In qualità di compositore e band leader, Mazzamuto ha pubblicato nel 2018 l'album Melodyterranean (Da Vinci Jazz Publishing), un progetto per quintetto jazz e quartetto d’archi. La sua intensa attività compositiva spazia dal teatro al cinema e alla musica cameristica: è autore delle musiche per il Festino di Santa Rosalia (edizioni 2018-2019, incluse le collaborazioni con La Fura dels Baus) e Tammuriata, eseguita durante la 399ª edizione del Festino (richiesta da Teatro Massimo di Palermo). Tra le composizioni di rilievo figura Quadrifonia, scritta per due sax e percussioni su commissione per il Congresso Mondiale di Sax tenutosi a Zagabria nel 2018. Il suo percorso cinematografico include le musiche per il cortometraggio Io sono Giuseppe (candidato ai David di Donatello 2021), Infinitamente Piccolo (2024), diretto da Pasquale Scimeca, e Swipe Right for Love del regista americano Joe Riggi, candidato al London Short Film Festival e al Paris Film Festival nel 2021. Nel 2023 ha composto e interpretato come vibrafonista Kitchen per orchestra, quartetto jazz e coro di voci bianche, eseguito dall’Orchestra Sinfonica Siciliana.
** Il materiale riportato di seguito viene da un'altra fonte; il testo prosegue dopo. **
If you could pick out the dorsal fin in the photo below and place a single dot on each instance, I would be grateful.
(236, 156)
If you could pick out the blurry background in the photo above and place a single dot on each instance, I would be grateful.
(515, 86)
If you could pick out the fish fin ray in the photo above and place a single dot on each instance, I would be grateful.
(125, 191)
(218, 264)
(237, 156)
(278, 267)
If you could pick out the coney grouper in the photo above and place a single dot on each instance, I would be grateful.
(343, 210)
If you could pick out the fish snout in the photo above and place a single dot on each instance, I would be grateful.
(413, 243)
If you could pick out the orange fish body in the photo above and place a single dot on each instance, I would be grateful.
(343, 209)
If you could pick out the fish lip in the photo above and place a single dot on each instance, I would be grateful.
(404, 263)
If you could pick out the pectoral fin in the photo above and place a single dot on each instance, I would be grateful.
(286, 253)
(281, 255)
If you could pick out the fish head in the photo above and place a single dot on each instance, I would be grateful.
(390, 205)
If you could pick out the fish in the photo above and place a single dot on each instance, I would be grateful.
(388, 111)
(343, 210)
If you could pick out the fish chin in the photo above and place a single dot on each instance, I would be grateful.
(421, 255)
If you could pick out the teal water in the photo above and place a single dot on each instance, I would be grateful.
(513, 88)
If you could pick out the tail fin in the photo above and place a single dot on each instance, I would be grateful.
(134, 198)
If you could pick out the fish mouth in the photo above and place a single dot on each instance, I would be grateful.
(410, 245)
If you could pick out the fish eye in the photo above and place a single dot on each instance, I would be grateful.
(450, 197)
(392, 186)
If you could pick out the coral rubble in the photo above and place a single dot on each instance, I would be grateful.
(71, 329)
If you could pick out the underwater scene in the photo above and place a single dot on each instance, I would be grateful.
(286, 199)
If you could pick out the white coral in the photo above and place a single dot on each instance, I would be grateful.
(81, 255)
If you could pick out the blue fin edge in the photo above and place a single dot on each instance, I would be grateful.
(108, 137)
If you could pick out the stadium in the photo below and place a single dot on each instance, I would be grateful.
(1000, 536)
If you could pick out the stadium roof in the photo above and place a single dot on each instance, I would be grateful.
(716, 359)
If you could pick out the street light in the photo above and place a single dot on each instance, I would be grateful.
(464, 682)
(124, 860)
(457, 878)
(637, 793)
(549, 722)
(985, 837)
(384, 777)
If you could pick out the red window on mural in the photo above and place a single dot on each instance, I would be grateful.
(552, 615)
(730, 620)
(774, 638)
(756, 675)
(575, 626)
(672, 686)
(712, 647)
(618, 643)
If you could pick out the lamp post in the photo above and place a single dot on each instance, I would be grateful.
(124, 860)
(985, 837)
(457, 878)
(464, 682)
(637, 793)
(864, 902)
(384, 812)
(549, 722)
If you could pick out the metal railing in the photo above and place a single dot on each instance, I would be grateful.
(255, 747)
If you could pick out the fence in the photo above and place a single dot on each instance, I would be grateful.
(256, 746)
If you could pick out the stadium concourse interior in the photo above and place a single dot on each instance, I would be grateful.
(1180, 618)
Ha inoltre curato l’arrangiamento degli archi per l’album Ovision (Music for Love), candidato al Cannes World Film Festival 2023, hanno fatto da colonna sonora le sue musiche originali per il video istituzionale di Film Commission Sicilia presentati agli Stati Generali del Cinema in Sicilia (2024), al Gala dei 70 anni del Taormina Film Festival (2024) e in occasione della 75ª edizione del Festival di Cannes per le principali produzioni cinematografiche sostenute da Sicilia Film Commission nel periodo 2022-2025.
Parallelamente alla carriera artistica, Giuseppe Mazzamuto si distingue per la sua attività di ricerca. Ha portato alla luce una scoperta storica riguardante la "melodia criptata" celata nella frase araba della Camera delle Meraviglie di Palermo, notizia che ha ottenuto risonanza internazionale attraverso il Corriere della Sera, il TG3 Nazionale e la rete televisiva europea ARTE.